I have a 20g long which I will soon be heavily planting, I will be relying on what I can find localy vs shipping so I am somewhat limited. My question is what substrate will I need to heavily plant. A sandy bottom with a gravel covering is what I've used to date and it's worked well with the plants from the LFS. I've heard of useing some sort of potting soil, is this required for a nicely planted tank?


----------



## Damon (Jan 18, 2005)

This question has been answered several times in this forum......


----------



## Betta1 (Jan 5, 2007)

the search function doesn't work for me


----------



## TigerBarb12 (Jan 7, 2007)

Any substrate should work, but if ur heavily planting it, go with smaller gravel or sand


----------



## Guest (Feb 4, 2007)

I personally like Eco Complete. Its kind of pricey though, especially if you have to order online. Another option is ADA Aquasoil, which is also pricey. 

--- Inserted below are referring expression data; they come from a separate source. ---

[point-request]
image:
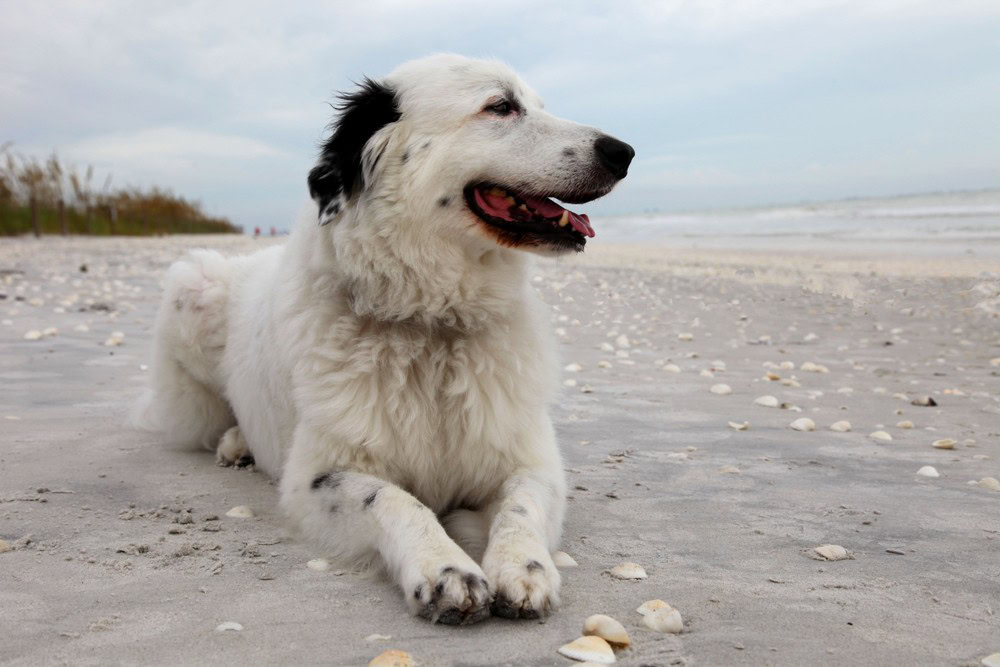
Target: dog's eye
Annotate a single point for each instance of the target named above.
(503, 108)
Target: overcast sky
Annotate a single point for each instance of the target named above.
(727, 103)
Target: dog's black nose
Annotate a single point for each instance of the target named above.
(614, 155)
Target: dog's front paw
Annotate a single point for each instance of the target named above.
(453, 594)
(525, 581)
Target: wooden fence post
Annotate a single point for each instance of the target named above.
(36, 224)
(62, 218)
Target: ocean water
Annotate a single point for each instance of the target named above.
(945, 223)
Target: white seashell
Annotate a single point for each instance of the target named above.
(607, 629)
(240, 512)
(832, 552)
(592, 649)
(766, 401)
(803, 424)
(628, 571)
(814, 368)
(563, 559)
(318, 564)
(649, 606)
(991, 483)
(393, 658)
(229, 625)
(664, 620)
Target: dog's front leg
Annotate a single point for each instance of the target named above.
(526, 523)
(357, 517)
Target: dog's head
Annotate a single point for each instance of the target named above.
(465, 150)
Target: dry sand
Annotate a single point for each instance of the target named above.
(123, 553)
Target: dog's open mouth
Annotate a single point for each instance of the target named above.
(526, 219)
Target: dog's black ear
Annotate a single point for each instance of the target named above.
(338, 175)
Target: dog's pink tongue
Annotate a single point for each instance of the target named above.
(549, 209)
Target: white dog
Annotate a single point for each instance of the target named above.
(391, 364)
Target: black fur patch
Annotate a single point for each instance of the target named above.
(338, 173)
(330, 480)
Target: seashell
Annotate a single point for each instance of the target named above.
(318, 564)
(240, 512)
(607, 629)
(991, 483)
(229, 625)
(666, 619)
(803, 424)
(590, 648)
(563, 559)
(628, 571)
(649, 606)
(392, 658)
(832, 552)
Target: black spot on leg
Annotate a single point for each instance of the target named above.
(330, 480)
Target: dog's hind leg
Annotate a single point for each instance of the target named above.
(360, 518)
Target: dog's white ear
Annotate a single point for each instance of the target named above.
(338, 174)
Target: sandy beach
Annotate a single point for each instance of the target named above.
(121, 551)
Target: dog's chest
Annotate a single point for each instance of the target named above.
(443, 416)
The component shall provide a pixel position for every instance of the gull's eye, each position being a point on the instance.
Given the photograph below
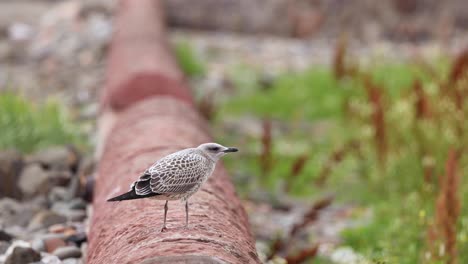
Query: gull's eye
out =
(214, 148)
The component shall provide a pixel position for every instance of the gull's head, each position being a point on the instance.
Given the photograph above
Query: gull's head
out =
(215, 151)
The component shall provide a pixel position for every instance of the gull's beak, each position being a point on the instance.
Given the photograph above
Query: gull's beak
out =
(230, 150)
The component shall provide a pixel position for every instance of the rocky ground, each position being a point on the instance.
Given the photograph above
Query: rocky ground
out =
(44, 216)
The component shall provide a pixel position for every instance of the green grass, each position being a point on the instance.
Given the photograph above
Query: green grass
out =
(27, 126)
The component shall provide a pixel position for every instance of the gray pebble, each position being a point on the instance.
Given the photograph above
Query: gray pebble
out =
(23, 255)
(67, 252)
(3, 246)
(46, 218)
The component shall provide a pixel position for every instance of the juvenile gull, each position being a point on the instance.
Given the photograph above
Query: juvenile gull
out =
(176, 176)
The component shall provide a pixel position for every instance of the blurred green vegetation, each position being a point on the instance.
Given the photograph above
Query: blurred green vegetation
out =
(28, 126)
(331, 122)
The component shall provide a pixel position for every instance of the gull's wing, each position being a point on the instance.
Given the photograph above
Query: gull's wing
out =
(177, 173)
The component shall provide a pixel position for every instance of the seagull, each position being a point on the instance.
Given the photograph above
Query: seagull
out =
(176, 176)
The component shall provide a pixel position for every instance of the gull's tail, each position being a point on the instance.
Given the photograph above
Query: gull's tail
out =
(126, 196)
(131, 195)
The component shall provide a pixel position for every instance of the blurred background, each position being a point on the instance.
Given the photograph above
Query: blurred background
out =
(350, 116)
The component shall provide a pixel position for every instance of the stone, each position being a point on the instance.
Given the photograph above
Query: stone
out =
(4, 236)
(11, 163)
(36, 180)
(78, 238)
(38, 244)
(46, 218)
(56, 158)
(3, 247)
(14, 213)
(23, 255)
(58, 194)
(75, 215)
(67, 252)
(58, 228)
(77, 203)
(49, 259)
(71, 261)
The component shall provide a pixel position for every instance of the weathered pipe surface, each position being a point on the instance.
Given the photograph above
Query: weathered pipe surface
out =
(129, 231)
(147, 113)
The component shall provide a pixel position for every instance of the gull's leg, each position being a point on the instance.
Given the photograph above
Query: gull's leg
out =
(186, 213)
(165, 214)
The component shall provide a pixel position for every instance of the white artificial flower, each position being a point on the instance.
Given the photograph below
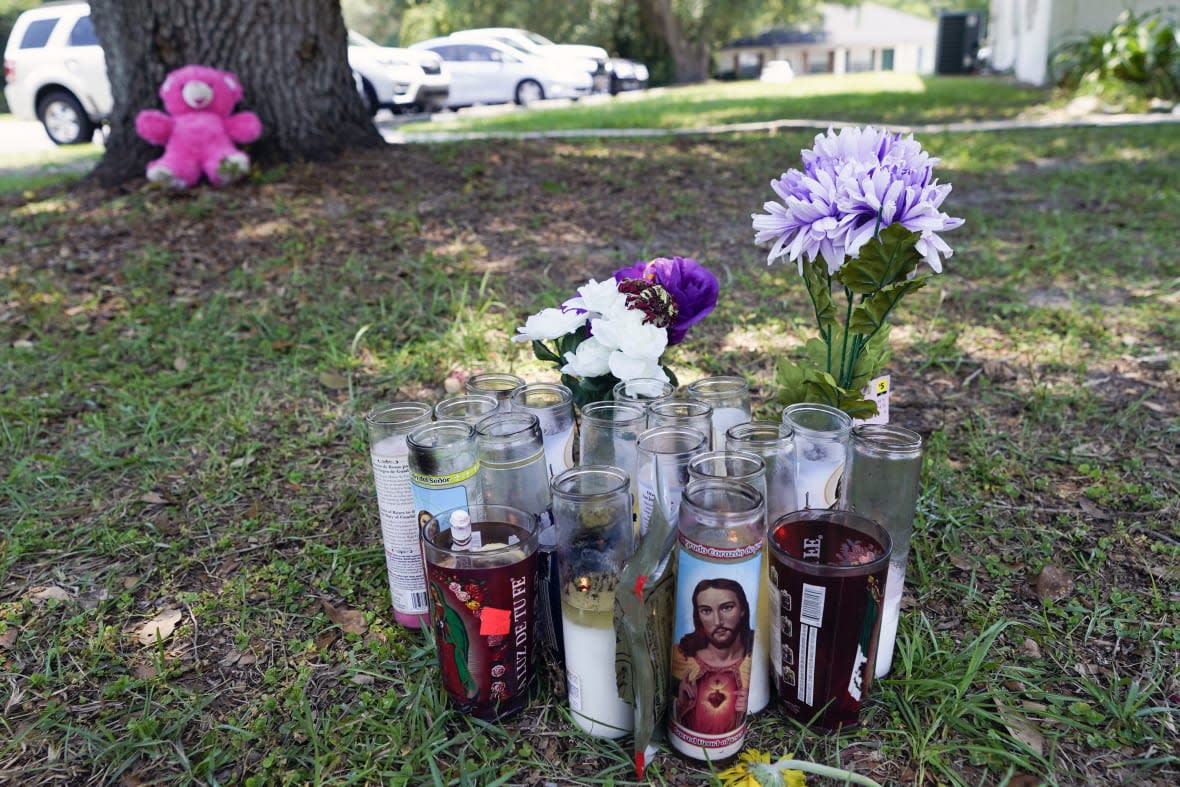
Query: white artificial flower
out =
(550, 323)
(625, 367)
(602, 297)
(589, 360)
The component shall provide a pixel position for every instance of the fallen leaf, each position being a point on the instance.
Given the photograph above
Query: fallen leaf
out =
(45, 594)
(1053, 584)
(1021, 728)
(325, 640)
(333, 380)
(351, 621)
(1092, 510)
(158, 628)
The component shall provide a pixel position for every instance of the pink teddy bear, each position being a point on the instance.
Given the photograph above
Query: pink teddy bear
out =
(198, 132)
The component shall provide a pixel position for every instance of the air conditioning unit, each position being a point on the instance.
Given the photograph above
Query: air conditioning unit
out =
(958, 41)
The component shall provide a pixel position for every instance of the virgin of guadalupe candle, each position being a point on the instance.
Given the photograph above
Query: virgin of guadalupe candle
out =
(719, 570)
(388, 426)
(482, 571)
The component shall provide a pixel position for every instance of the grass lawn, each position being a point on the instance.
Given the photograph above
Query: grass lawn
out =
(183, 381)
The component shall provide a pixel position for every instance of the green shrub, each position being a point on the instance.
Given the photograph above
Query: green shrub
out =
(1138, 58)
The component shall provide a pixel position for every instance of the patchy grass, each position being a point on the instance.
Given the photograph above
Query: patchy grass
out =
(182, 389)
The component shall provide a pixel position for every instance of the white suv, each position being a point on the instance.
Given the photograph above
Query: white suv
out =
(56, 72)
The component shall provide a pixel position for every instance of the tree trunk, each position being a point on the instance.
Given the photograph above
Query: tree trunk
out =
(292, 59)
(692, 58)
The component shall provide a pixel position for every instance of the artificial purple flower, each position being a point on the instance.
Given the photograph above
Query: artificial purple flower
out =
(854, 184)
(692, 286)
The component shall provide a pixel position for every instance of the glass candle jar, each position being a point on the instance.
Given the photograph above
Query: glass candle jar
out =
(719, 577)
(387, 428)
(821, 447)
(882, 484)
(595, 538)
(729, 399)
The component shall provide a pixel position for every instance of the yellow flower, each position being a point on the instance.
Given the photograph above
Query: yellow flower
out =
(755, 769)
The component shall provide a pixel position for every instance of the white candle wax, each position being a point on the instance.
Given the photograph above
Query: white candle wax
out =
(891, 610)
(589, 636)
(722, 419)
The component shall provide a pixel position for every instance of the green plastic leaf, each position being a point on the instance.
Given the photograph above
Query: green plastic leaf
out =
(819, 288)
(889, 257)
(542, 352)
(870, 316)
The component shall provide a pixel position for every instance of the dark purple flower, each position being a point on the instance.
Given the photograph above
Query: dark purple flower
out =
(690, 284)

Small gravel or sand will work though, if you plan on using fertilizers in the water.


----------



## dcristalli90 (Mar 7, 2006)

i use eco complete for my planted tanks and it works very well, it comes in 20 pound bags.


----------



## MyraVan (Jan 19, 2005)

I'm one of the few people on this board who has actually used potting soil in tanks, and although it's certainly not REQUIRED, it works and is much cheaper than the commercially available planted tank substrates. 

For the soil I use:
50% sterilized topsoil from the garden center
50% aquatic soil, which looks to me just like regular potting soil but is meant to be used by pond people to plant their water lillies

For the gravel I use very cheap small gravel from the garden center, this is called alpine gravel or horticultural grit. At least that's what I have used; for the new tank I'm setting up I'm going to buy proper aquarium gravel which has rounded edges. The new tank will have some loaches that like to bury themselves, and I don't want it to be too rough on their skin.

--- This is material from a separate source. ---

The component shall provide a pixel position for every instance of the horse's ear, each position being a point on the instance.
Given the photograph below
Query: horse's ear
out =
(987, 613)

I use about 1" of mixed soil, and 1" gravel. Grows plants well, DOESN'T turn the tank water yellow, DOESN'T create any ammonia spikes, DOESN'T make clean up difficult (just vacuum stuff off the top, don't stick your gravel vacuum deep into it). I did once use 100% topsoil instead of the 50-50 mix I use now, and that did turn the water yellow, so you do need to be a bit careful about soil choice...


----------



## Mazzy (Dec 16, 2006)

I often wondered about using potting soil. Thanks MyraVan for clearing that up!!  One question... what do you mean "sterilized" potting soil? Is it that way when you buy it or do you have to sterilize it and if so, how?
Thanks!!


----------



## MyraVan (Jan 19, 2005)

Mazzy said:


> what do you mean "sterilized" potting soil? Is it that way when you buy it or do you have to sterilize it and if so, how?
> Thanks!!


The bag says "sterilized topsoil", which means (I think) that they bake it to kill any seeds in it, so you don't end up with a lawn full of weeds (I guess most people use this to improve their lawns). I certainly don't sterilize it!


----------